La novela que hace 40 años predijo el coronavirus

Casi como si se tratara de una coincidencia, la idea de un virus de laboratorio que comienza una infección en Wuhan es la trama de la novela The Eyes of the Darkness —Los ojos de la oscuridad, en su traducción literal— de Dean Koontz, un escritor estadounidense que publicó dicha novela 39 años antes, en 1981.

Lanzada en 1981, la trama de esta novela de suspenso resulta escalofriante en el contexto actual en el que en pleno 2020 el coronavirus (COVID-19) se ha esparcido por el mundo.

El brote del COVID19 o mejor conocido como el coronavirus chino ha puesto en alerta a todas las instituciones de salud en el mundo, al tiempo que ha provocado que científicos de diversas latitudes unan esfuerzos para encontrar una cura que pueda detener el alcance de esta peligrosa enfermedad respiratoria.

El texto de la novela donde se menciona al virus Whuan 400.

El inicio de lo que algunos creen puede ser la siguiente pandemia ocurrió en la ciudad de Wuhan, en China, en específico en un mercado de pescados y otros animales, aunque algunas teorías apuntan que en realidad es resultado de una experimentación en laboratorio.

Si acaso, uno de los aspectos más atemorizantes que esta novela puede tener es su final que ojalá no sea real, ya que en la obra se dice que no hay forma de combatir el virus.

LA BÚSQUEDA DE UNA MADRE

No obstante, a pesar de la similitud de la enfermedad y la coincidencia de su lugar de fabricación, existen algunas diferencias esenciales.

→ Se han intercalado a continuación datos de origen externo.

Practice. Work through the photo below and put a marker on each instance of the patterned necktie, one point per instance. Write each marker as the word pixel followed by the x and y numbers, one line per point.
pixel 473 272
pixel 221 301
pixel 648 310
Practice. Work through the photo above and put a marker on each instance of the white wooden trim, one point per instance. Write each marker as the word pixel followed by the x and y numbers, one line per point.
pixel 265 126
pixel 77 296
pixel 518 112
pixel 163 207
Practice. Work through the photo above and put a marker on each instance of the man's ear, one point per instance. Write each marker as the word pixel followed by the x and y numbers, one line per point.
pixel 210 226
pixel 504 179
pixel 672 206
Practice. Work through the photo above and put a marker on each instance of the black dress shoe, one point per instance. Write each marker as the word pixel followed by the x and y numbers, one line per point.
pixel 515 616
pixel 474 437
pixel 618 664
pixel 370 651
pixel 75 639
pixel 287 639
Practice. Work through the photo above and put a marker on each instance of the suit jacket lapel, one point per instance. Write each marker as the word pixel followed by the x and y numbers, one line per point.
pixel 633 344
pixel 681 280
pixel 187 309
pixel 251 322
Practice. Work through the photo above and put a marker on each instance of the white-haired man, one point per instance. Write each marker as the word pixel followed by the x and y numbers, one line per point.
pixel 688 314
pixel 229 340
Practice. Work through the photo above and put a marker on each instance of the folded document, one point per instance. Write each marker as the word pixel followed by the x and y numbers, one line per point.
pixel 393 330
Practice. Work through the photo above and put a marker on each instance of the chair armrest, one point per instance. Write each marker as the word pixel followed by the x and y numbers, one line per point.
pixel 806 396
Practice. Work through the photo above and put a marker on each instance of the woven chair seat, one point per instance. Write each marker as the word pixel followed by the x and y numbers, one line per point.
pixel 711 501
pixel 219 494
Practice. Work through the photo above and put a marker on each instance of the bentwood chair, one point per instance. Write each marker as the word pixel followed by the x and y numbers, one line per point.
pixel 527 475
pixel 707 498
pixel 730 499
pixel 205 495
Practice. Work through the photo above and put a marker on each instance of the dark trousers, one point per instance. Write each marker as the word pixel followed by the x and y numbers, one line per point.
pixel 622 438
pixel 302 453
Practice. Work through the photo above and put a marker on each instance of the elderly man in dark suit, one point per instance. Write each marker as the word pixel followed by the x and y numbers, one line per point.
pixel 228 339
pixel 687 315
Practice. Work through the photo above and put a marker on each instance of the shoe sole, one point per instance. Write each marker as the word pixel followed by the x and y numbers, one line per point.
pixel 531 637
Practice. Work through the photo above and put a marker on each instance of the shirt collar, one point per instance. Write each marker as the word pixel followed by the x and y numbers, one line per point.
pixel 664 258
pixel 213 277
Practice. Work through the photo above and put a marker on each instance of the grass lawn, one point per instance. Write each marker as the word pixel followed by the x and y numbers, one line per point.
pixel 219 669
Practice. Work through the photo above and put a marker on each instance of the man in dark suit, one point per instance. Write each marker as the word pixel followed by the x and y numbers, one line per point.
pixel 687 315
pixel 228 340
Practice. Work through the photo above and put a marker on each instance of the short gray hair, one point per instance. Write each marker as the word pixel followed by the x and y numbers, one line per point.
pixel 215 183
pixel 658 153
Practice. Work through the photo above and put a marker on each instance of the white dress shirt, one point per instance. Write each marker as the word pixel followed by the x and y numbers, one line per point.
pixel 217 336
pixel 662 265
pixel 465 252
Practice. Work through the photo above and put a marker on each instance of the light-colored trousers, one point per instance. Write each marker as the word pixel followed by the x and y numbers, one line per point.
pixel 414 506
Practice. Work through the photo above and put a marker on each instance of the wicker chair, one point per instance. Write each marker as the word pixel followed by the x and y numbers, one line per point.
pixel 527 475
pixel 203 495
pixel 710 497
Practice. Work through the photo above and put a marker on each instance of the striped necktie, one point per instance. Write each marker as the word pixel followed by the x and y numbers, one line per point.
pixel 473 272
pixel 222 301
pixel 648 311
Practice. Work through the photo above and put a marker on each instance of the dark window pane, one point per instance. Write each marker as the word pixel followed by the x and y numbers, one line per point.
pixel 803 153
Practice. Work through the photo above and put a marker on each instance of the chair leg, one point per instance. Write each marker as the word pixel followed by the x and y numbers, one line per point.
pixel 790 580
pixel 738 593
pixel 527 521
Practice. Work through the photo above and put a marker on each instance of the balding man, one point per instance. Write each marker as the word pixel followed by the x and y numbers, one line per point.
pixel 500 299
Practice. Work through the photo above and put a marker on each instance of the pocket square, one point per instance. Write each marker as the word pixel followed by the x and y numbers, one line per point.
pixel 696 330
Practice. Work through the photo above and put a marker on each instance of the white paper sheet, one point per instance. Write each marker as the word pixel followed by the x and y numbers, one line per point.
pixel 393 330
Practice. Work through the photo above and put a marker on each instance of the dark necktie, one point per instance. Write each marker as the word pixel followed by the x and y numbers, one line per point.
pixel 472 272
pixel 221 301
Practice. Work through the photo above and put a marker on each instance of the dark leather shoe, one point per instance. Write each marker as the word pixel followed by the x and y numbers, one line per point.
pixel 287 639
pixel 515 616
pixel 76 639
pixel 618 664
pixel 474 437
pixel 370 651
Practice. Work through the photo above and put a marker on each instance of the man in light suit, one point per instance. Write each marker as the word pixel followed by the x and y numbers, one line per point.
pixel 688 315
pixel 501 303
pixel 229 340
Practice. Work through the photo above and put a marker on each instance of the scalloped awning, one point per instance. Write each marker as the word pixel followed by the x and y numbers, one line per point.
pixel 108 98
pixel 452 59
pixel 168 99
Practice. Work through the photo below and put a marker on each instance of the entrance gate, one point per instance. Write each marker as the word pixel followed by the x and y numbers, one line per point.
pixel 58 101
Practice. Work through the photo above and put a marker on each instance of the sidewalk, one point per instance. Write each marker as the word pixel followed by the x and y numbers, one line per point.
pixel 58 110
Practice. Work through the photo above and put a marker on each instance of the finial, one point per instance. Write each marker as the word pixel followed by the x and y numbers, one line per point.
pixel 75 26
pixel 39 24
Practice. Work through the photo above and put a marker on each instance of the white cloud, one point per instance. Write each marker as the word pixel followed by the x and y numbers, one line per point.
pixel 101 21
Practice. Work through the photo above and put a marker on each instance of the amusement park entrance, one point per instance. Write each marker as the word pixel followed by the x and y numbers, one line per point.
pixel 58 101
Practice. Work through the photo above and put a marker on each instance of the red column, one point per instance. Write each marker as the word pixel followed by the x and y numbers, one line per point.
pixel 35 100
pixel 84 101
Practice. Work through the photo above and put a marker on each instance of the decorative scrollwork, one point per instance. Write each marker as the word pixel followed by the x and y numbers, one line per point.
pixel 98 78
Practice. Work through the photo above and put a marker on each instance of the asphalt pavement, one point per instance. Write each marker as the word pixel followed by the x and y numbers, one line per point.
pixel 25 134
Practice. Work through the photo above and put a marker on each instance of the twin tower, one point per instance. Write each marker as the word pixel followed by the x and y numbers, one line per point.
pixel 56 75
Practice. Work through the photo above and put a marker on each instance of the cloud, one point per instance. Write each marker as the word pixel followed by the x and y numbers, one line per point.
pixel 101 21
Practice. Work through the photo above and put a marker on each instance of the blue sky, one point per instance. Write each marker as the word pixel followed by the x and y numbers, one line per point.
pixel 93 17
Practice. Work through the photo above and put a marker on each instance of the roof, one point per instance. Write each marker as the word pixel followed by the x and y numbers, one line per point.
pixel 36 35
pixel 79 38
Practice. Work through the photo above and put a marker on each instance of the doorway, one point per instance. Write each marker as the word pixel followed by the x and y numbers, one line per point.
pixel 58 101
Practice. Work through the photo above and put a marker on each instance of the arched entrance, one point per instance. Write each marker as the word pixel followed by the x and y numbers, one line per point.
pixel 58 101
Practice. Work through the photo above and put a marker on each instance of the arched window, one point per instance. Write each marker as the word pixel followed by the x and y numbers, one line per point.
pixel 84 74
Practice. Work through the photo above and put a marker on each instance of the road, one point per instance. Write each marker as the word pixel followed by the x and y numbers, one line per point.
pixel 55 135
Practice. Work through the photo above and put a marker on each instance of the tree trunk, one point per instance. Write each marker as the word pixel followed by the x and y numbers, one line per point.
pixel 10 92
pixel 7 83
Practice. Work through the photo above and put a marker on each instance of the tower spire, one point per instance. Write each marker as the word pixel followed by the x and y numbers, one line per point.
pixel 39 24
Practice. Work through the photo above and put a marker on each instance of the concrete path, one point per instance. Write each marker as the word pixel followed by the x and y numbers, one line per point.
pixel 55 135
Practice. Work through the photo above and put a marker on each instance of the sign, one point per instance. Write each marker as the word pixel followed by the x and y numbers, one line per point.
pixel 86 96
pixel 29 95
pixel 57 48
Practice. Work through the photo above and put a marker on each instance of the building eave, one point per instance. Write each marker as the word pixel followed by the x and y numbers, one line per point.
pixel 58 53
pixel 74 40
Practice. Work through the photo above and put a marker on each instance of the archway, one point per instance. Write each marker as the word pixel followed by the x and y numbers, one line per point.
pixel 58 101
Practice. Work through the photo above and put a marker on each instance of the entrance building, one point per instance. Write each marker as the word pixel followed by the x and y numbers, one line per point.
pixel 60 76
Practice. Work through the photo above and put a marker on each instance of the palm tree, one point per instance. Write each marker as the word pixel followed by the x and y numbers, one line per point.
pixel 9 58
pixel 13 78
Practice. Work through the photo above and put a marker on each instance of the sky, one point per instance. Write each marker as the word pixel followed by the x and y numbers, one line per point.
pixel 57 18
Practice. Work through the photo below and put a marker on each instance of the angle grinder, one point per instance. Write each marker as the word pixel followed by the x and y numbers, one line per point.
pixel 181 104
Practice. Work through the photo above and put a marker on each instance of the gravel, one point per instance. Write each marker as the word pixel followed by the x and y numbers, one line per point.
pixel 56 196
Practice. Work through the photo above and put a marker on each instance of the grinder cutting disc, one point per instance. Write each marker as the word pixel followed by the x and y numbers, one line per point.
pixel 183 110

En primera instancia el desarrollo del virus es una trama secundaria, en realidad la novela sigue a una madre, Christina Evans, que perdió a su hijo Danny, pero que tras un año de su muerte decide buscar la verdad y saber si en realidad éste murió o si sigue vivo, después de que comienza a recibir mensajes y distintas señales de que su hijo no está muerto.

A través de su búsqueda, la trama alcanza la del mortífero virus, llamado Wuhan 400 —que en las primeras ediciones se llamó Gorki-400 una referencia obvia a Gorbachov en el contexto de la Guerra Fría—, el nombre final del virus lo adquirió al ser desarrollado en un laboratorio en dicha ciudad.

En el libro, ella descubre que Danny está en unas instalaciones militares después de que él y otro hombre se contaminaran accidentalmente con el virus, mismo que fue desarrollado como un arma biológica, pues sólo puede afectar a los humanos y que fuera del cuerpo humano sólo sobrevive 1 minuto (algo que no coincide con el COVID19 de la realidad).

«Fue por esa época que un científico chino llamado Li Chen se mudó a los Estados Unidos cargando consigo un disquete de datos de la nueva, más importante y más peligrosa arma biológica de China en la última década. Lo llaman Wuhan-400 porque fue desarrollado en su laboratorio RDNA a las afueras de la ciudad de Wuhan».

Sin embargo, a pesar de las coincidencias, lo cierto es que la ciudad de Wuhan sí tiene un laboratorio, de hecho fue de los primeros en secuenciar el coronavirus chino, y su historial podría ser la razón por la que algunos escritores como Koonz necesitaran de un poco de investigación para saber de esta localidad y su nexo con la investigación científica, y lo llevaran al plano de la ficción, redactando entonces una trama muy convincente sobre el desarrollo de una pandemia a manos de un mortal virus.

Al final de la trama de The Eyes of Darkness, a pesar de los esfuerzos, no es posible encontrar una cura para el virus y tan sólo hay una persona que ha logrado sobrevivir a éste: Danny, el hijo desaparecido de Christina.

En ocasiones la ficción supera la realidad o la alcanza y éste no sería ni el primero ni el último caso en el que un autor logra dilucidar eventos futuros que ponen en jaque a autoridades, científicos e instituciones como la OMS.